Remarque. — Nous nous dispensons d’aucun commentaire sur cette lettre, que nous laissons à chacun le soin d’apprécier. Nous dirons seulement que nous en connaissons un grand nombre écrites dans le même sens.
2. — Le passage suivant de l’une d’elles peut les résumer, sinon pour les termes, du moins pour le sens :
« Quoique née et baptisée dans la religion catholique, apostolique et romaine, depuis trente ans, c’est-à-dire depuis ma première communion, j’avais oublié mes prières et le chemin de l’église ; en un mot, je ne croyais plus à rien qu’à la réalité de la vie présente. Le Spiritisme, par une grâce du ciel, est enfin venu m’ouvrir les yeux ; aujourd’hui les faits ont parlé pour moi ; je crois non seulement à Dieu et à l’âme, mais à la vie future heureuse ou malheureuse ; je crois à un Dieu juste et bon, qui punit les actes mauvais et non les croyances erronées. Comme un muet qui recouvre la parole, je me suis souvenu de mes prières, et je prie, non plus des lèvres et sans comprendre, mais du cœur, avec intelligence, foi et amour. Il y a peu de temps encore, j’aurais cru faire acte de faiblesse en m’approchant des sacrements de l’Église ; aujourd’hui je crois faire un acte d’humilité agréable à Dieu en les recevant. Vous me repoussez même du tribunal de la pénitence ; vous m’imposez avant toutes choses une rétractation formelle de mes croyances spirites ; vous voulez que je renonce à m’entretenir avec l’enfant chéri que j’ai perdu, et qui est venu me dire des paroles si douces et si consolantes ; vous voulez que je déclare que cet enfant que j’ai reconnu comme s’il était là vivant devant moi, c’est le démon ! Non, une mère ne se trompe pas aussi grossièrement. Mais, monsieur l’abbé, ce sont les paroles mêmes de cet enfant qui, m’ayant convaincue de la vie future, me ramènent à l’Église ! Comment voulez-vous donc que je croie que c’est le démon ? Si ce devait être là le dernier mot de l’Église, on se demande ce qui adviendra quand tout le monde sera spirite ?

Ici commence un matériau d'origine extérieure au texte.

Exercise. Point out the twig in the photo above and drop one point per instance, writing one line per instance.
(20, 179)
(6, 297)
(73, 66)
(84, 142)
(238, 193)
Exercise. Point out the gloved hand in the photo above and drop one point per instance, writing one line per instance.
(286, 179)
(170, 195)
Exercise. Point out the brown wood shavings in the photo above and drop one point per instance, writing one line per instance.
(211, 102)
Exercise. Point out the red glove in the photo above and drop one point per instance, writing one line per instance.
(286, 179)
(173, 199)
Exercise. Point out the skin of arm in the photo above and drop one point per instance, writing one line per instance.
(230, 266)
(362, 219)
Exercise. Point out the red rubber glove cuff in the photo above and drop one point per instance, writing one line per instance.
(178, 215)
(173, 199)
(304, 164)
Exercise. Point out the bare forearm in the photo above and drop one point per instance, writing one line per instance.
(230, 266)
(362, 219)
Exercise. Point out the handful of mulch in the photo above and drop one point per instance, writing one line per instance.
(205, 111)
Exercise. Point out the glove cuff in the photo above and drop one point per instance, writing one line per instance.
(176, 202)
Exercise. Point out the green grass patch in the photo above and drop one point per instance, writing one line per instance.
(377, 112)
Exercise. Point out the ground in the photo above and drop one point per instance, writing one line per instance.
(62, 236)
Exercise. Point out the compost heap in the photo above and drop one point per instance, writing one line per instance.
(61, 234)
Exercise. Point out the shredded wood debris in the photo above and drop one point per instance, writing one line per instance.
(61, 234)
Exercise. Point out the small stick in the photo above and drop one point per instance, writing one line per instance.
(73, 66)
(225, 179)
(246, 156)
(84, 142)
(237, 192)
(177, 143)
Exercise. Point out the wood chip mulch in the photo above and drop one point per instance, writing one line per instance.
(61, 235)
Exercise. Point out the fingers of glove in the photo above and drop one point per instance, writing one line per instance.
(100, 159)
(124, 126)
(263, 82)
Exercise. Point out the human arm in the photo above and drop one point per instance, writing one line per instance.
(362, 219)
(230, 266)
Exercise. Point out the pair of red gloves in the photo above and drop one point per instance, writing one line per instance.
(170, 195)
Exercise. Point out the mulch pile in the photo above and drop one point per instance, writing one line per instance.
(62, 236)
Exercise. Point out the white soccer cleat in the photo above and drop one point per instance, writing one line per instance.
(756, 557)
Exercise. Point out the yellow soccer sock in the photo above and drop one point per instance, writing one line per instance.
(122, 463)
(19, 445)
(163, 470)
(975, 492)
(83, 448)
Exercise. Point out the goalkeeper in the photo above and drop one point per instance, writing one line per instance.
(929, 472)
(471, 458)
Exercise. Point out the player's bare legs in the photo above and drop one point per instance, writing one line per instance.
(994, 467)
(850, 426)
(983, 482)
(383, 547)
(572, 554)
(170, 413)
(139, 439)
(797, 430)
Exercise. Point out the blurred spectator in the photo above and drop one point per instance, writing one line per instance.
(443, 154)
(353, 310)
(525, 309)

« Vous m’avez signalée du haut de la chaire ; vous m’avez fait montrer au doigt ; vous avez ameuté contre moi une populace fanatique ; vous avez fait retirer à une pauvre femme qui partage mes croyances le travail qui la faisait vivre en lui disant qu’elle aurait des secours si elle cessait de me voir, espérant la prendre par la famine ; franchement, monsieur l’abbé, Jésus-Christ aurait-il fait cela ?
« Vous dites que vous agissez selon votre conscience ; ne craignez pas que j’y fasse violence, mais trouvez bon que j’agisse selon la mienne. Vous me repoussez de l’Église : je n’essayerai pas d’y entrer de force, car partout la prière est agréable à Dieu. Laissez-moi seulement vous faire l’histoire des causes qui depuis si longtemps m’en avaient éloignée ; qui ont fait naître en moi d’abord le doute, et du doute m’ont conduite à nier tout. Si je suis maudite à cette heure, comme vous le prétendez, vous verrez qui doit en porter la responsabilité. »
Remarque. — Les réflexions que de semblables choses font naître se résument en deux mots : Fatale imprudence ! fatal aveuglement ! Nous avons eu sous les yeux un manuscrit intitulé : Mémoires d’un incrédule ; c’est une curieuse relation des causes qui conduisent l’homme aux idées matérialistes, et des moyens par lesquels il peut être ramené à la foi. Nous ne savons encore si l’auteur se décidera à le publier.